10 Thursday June 13th 2019 Off Versailles, 10 :00 am - Meeting : Exit Versailles Rive Droite train station :RER line C The town of Versailles grew during the Ancien Régime by order of the kings. It spread outwards from the Palace, preserving the strict royal symmetry. The Notre-Dame district on the "right bank" and the Saint-Louis district on the "left bank", originally hunting grounds, are still home largely to official buildings that once served the Palace and its administration. The increasingly frequent sojourns of Louis XIV and his court, as well as festivities sometimes attended by thousands of people, called for lodgings and livery stables and so on. In 1725 a church was constructed for the inhabitants of the new Saint-Louis district. It quickly proved to be too small and was replaced by the cathedral of Saint-Louis, built between 1742 and 1754 by Jacques Hardouin-Mansart de Sagonne.

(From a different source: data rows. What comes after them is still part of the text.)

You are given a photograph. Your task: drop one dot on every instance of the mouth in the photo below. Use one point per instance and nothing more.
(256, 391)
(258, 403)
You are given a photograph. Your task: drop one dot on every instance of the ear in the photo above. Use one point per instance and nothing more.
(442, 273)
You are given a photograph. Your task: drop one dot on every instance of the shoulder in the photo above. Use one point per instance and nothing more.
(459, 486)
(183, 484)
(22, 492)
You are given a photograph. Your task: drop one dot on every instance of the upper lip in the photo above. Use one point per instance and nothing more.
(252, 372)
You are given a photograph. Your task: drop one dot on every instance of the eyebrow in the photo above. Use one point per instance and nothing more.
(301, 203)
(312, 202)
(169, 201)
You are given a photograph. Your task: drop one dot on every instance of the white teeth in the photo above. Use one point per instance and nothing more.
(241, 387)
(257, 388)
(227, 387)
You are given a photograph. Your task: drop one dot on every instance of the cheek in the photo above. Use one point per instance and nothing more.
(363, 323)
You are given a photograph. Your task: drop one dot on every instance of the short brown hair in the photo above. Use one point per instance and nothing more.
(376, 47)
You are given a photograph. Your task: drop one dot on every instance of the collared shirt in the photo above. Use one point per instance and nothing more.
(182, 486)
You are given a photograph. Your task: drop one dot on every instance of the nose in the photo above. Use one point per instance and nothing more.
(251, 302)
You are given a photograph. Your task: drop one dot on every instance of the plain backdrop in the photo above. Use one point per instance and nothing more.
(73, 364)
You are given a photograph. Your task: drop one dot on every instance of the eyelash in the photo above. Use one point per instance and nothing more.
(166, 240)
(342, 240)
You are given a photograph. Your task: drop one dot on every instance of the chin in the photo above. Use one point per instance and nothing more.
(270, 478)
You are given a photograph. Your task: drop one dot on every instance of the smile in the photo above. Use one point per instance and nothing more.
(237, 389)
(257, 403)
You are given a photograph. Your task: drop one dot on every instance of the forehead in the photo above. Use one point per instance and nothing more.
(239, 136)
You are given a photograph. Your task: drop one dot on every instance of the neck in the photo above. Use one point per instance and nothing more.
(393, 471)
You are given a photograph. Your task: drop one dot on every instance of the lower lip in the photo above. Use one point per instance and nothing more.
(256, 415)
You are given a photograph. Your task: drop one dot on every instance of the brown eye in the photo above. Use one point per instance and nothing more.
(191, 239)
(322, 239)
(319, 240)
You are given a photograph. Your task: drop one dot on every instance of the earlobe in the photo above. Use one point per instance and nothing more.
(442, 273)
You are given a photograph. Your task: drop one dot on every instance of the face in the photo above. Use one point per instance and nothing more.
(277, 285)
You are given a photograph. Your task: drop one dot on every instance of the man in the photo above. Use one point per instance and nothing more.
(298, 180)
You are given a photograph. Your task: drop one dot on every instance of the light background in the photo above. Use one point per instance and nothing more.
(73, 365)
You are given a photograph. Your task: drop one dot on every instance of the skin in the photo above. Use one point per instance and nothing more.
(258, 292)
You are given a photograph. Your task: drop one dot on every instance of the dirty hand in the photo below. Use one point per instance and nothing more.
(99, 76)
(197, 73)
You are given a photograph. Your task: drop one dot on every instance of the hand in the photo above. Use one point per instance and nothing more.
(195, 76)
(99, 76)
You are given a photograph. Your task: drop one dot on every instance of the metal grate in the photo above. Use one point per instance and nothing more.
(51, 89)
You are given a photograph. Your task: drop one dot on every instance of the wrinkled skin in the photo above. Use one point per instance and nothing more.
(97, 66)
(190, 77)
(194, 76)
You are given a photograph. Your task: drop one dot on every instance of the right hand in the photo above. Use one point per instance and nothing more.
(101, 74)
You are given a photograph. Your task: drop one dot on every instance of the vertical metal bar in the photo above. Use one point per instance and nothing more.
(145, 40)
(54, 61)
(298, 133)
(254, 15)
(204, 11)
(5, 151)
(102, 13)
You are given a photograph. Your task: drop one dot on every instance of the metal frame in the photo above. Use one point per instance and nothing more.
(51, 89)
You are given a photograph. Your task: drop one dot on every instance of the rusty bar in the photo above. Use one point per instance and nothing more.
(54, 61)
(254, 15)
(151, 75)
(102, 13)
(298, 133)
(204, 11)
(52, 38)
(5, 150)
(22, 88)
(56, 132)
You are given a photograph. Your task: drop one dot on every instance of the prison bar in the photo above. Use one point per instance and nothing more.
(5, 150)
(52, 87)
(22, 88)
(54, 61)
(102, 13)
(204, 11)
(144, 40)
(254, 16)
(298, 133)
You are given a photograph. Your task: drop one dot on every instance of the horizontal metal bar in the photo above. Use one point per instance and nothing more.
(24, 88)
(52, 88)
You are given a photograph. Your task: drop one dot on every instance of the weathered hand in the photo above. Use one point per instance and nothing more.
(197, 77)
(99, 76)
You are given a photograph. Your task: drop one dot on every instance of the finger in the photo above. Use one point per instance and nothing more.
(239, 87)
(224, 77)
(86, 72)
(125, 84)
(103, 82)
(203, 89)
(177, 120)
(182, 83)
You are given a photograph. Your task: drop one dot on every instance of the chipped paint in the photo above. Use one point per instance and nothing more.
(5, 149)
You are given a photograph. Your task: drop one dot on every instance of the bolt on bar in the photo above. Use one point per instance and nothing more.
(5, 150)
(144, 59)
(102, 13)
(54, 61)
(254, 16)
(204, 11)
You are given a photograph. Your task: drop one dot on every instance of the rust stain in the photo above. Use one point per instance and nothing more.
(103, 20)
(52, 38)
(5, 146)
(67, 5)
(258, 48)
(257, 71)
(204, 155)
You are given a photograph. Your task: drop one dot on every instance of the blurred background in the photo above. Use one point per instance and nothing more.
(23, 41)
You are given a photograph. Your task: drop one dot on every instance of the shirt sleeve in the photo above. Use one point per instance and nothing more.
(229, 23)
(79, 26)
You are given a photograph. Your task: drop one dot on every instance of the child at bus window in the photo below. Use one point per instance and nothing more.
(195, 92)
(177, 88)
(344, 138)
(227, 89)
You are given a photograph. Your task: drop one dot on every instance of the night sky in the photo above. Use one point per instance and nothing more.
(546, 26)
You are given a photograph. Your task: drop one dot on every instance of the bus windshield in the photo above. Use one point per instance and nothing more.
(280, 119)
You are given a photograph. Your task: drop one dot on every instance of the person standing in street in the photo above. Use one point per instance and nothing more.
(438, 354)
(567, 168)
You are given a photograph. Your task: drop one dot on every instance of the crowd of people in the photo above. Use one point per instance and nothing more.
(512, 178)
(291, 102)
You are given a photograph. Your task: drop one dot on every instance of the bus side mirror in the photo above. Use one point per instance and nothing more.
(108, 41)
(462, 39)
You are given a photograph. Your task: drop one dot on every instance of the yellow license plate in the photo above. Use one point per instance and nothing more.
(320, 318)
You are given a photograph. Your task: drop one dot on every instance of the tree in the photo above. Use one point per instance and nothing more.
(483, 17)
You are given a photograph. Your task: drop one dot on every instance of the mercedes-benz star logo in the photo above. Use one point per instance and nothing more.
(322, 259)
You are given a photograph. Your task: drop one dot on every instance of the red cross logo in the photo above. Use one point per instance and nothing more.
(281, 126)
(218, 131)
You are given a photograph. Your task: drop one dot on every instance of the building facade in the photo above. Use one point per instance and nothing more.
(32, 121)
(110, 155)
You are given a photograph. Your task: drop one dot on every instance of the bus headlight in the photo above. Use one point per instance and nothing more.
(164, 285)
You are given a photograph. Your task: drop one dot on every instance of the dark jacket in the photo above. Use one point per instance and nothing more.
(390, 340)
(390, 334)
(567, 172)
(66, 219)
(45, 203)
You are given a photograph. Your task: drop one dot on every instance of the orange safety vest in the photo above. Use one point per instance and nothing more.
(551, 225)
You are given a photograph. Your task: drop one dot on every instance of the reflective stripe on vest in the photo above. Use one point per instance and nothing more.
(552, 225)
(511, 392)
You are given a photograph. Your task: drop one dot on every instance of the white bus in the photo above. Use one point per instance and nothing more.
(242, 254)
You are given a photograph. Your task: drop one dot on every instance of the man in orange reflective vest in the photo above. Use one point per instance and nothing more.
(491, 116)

In 1725 the Notre-Dame market and in 1736 the Saint-Louis market were laid out in "squares", each devoted to specific foodstuffs. Louis XV also encouraged the construction of new administrative buildings. To centralise the numerous departments that had been dispersed throughout Paris, in 1760 Berthier built the Ministry for War near the Palace, followed by the Ministry for Foreign Affairs and the Navy.